Thursday, February 19, 2009

What's Love got to do with it???

People I grew up with are getting married. They are taking the big plunge. The vows, the till death do us apart, the whole deal. And that scares me! I fall in love with way too many people. I feel like I am hogging the scene when it comes to falling in and soon enough out of love. When I look at my parents who have been married for almost 30 years now, I feel elated, because they managed to stand still against all odds. But, when I go out in my world again, I feel like a fool. All the hope vanishes into thin air and what remains, is this over-powering uncertainity. Hope, like Love I think is a useless emotion. I don't mean I don't believe in Love anymore, but does the whole, love lasts forever concept still stand? Or are we just fooling ourselves? Is it really possible to go through 30 years of your life with one partner, who slowly but surely turn into your worst nightmare? I really want monogamy to happen for me, but I am scared that it just might never! I remember joking about this with my friends a couple of years ago. I used to tell them, how I want to marry a couple of times so that the excitement never goes away, but really do we have the strength to do this for the rest of our lives? The meeting for a coffee...the messaging at all odd hours...the subtle and not so subtle flirting....the first kiss...the first fight..and the last fight! Does love slowly turn into compromise...and finally into tolerance? Does the fact that we have been together for too long count at the end of the day, when we can't spend 5 minutes with each other? Or is this just a part of what we have been told is LOVE?

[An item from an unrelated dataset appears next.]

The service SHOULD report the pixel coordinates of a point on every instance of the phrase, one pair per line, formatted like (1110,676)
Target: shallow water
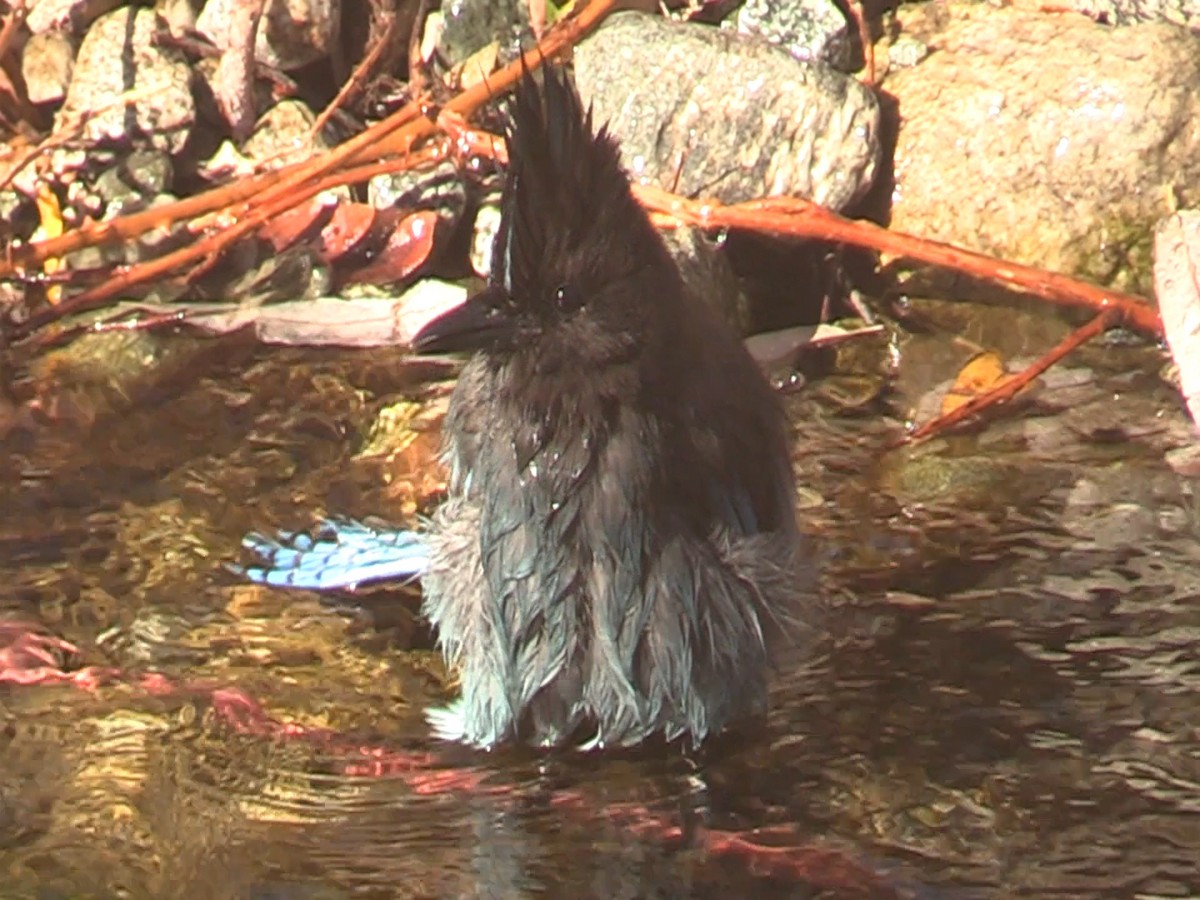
(1003,702)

It doesn't take a scientist to discover that love pretty much takes the backseat after a certain point. Then I wonder, what it is that still keeps us together? If only there was some way to know why and how people who are together..are together! Life would have been so simple. With every passing year, you become less perfect and more human. And with the license to vote and drink (not together!), comes the maturity. And with the maturity comes the understanding of the complications of life.
I guess, the fun part is finding all this out on your own. And keeping it to yourself. So that a couple of years later, there will be another love-struck moron with an identity crisis, trying to figure out...What's love got to do with it?!?